Biographies are vital in the retelling of someone’s life. Biographies are needed for young readers because they need to read about people like them or different from them. Biographies can give the readers a feeling of being able to accomplish something big if they are like them. Like the book The Comic Book Story of Baseball written by Alex Irvine, this text gives different perspectives about playing baseball – some doing well and some struggling. With this book, some of the readers will get engaged with the text quickly because of their interests in baseball. Irvine is great with how he articulates the progression and evolution of baseball and how it is presented to the readers. As Temple, Martinez, and Yokata (2019) describe, “through biographies, children come to understand the people who have shaped history, created inventions, discovered scientific principles, composed music, crafted works of art, and contributed to their local communities. Children realize that they, too, can make a difference in the world.” If people were able to make a difference in major league baseball, students can make a change in the world – they just need to believe that they can. Through biographies, real stories are told to its readers and can tell a story of overcoming a struggle and the challenge that comes along with becoming successful.

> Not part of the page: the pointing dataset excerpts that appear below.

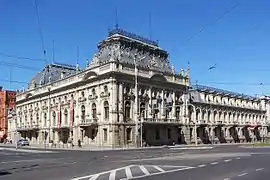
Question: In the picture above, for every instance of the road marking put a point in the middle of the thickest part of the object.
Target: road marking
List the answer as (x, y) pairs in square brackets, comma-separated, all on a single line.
[(239, 175), (112, 175), (94, 177), (259, 169), (144, 170), (89, 176), (153, 174), (159, 169), (128, 172)]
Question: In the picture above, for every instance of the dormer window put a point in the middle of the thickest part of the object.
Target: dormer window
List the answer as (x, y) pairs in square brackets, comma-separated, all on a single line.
[(105, 89)]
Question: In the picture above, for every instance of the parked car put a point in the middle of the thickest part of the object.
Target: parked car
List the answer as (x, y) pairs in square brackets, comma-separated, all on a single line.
[(23, 142)]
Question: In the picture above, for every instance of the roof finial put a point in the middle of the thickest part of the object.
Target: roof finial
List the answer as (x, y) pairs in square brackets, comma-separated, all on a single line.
[(77, 62), (116, 18)]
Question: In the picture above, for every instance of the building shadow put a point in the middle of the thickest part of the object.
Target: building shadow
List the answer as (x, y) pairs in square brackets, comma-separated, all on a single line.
[(246, 134), (257, 134), (234, 134), (220, 134)]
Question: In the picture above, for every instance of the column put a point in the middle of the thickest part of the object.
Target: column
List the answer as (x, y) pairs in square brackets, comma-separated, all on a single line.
[(121, 102), (173, 106), (162, 105), (150, 107)]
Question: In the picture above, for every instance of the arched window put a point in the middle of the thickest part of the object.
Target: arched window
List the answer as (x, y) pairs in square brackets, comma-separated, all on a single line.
[(83, 112), (37, 117), (94, 110), (127, 110), (177, 113), (66, 116), (105, 89), (45, 119), (106, 110), (54, 118), (142, 110), (31, 119)]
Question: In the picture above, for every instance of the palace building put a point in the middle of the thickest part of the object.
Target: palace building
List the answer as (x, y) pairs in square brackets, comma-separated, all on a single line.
[(129, 95)]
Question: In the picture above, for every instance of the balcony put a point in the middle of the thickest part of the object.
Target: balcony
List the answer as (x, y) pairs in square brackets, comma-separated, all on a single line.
[(161, 121), (88, 122), (32, 127)]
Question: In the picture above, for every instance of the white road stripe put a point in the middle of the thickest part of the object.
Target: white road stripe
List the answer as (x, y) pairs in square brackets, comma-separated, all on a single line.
[(128, 172), (159, 169), (112, 175), (144, 170), (152, 174), (242, 174), (94, 177), (259, 169)]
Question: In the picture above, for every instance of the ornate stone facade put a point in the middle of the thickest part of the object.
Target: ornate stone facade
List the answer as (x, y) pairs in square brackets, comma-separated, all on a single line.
[(103, 106), (224, 116), (98, 104)]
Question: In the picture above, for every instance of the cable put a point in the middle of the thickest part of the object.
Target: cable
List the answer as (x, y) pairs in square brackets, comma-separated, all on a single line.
[(224, 14), (20, 57), (40, 30), (13, 81), (233, 83), (3, 63)]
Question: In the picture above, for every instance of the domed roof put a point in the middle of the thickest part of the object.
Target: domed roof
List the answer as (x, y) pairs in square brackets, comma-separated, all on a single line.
[(51, 73)]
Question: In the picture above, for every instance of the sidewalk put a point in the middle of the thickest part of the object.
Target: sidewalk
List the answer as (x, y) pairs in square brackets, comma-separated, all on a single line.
[(96, 148)]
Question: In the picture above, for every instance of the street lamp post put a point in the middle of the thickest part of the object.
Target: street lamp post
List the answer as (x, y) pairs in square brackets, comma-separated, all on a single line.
[(195, 124), (136, 96)]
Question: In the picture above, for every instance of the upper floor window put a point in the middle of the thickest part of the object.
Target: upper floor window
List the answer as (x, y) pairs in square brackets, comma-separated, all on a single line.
[(83, 112), (177, 113), (127, 110), (54, 118), (66, 116), (106, 110), (94, 110)]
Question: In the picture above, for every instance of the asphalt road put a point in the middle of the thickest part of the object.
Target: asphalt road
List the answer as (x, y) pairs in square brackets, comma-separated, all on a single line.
[(219, 163)]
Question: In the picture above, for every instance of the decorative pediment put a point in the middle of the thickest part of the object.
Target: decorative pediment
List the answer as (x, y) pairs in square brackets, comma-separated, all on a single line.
[(89, 74), (158, 77)]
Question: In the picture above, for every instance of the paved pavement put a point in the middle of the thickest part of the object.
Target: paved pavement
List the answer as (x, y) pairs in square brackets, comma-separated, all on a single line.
[(224, 163)]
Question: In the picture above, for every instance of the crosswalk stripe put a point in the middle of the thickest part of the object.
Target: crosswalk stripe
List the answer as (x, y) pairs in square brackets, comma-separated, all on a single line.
[(159, 169), (94, 177), (112, 175), (144, 170), (128, 172)]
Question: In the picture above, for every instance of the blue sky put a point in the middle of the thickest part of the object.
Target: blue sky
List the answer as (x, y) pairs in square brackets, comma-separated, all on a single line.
[(232, 34)]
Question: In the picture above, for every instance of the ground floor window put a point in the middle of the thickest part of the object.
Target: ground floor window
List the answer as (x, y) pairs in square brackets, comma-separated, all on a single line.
[(128, 134), (105, 135), (157, 134), (169, 133)]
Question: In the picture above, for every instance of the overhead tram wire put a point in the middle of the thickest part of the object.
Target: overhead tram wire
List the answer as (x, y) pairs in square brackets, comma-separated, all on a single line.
[(3, 63), (232, 83), (218, 18), (13, 81), (40, 31), (20, 57)]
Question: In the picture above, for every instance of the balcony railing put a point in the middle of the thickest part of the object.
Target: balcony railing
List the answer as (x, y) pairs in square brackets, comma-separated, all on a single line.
[(88, 122), (23, 127), (162, 121)]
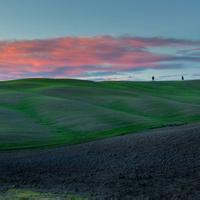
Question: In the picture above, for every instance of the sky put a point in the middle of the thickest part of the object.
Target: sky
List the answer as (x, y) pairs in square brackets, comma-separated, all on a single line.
[(100, 39)]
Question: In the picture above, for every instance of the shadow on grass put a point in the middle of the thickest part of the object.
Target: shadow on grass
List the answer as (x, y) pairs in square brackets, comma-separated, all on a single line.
[(25, 194)]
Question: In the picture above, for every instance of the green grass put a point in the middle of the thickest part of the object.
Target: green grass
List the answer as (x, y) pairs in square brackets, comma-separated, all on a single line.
[(48, 112), (24, 194)]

Biographies of people who look like my students are critical. The students want to relate to someone like them. They want to feel like they are, too, able to make it out of the “hood”. Biographies provide that outlet because it is possible to become successful and accomplished. When a biography informs, engages, and encourages critical thinking in the reader, it has accomplished what a biography needs to be (Temple, Martinez, and Yokota, 2019).
I can incorporate biographies into my classroom about People of Color who have gone into the STEM field. There is this mindset that people believe they “can’t do math” – this is not true, anyone can do the math. When students see others who have been successful in mathematics who look just like they do, they will be inspired to pursue something with mathematics. For example, the movie “Hidden Figures” is about an African-American woman in the 1960s who worked for NASA doing mathematics, and she was really good at it. This story is what students need!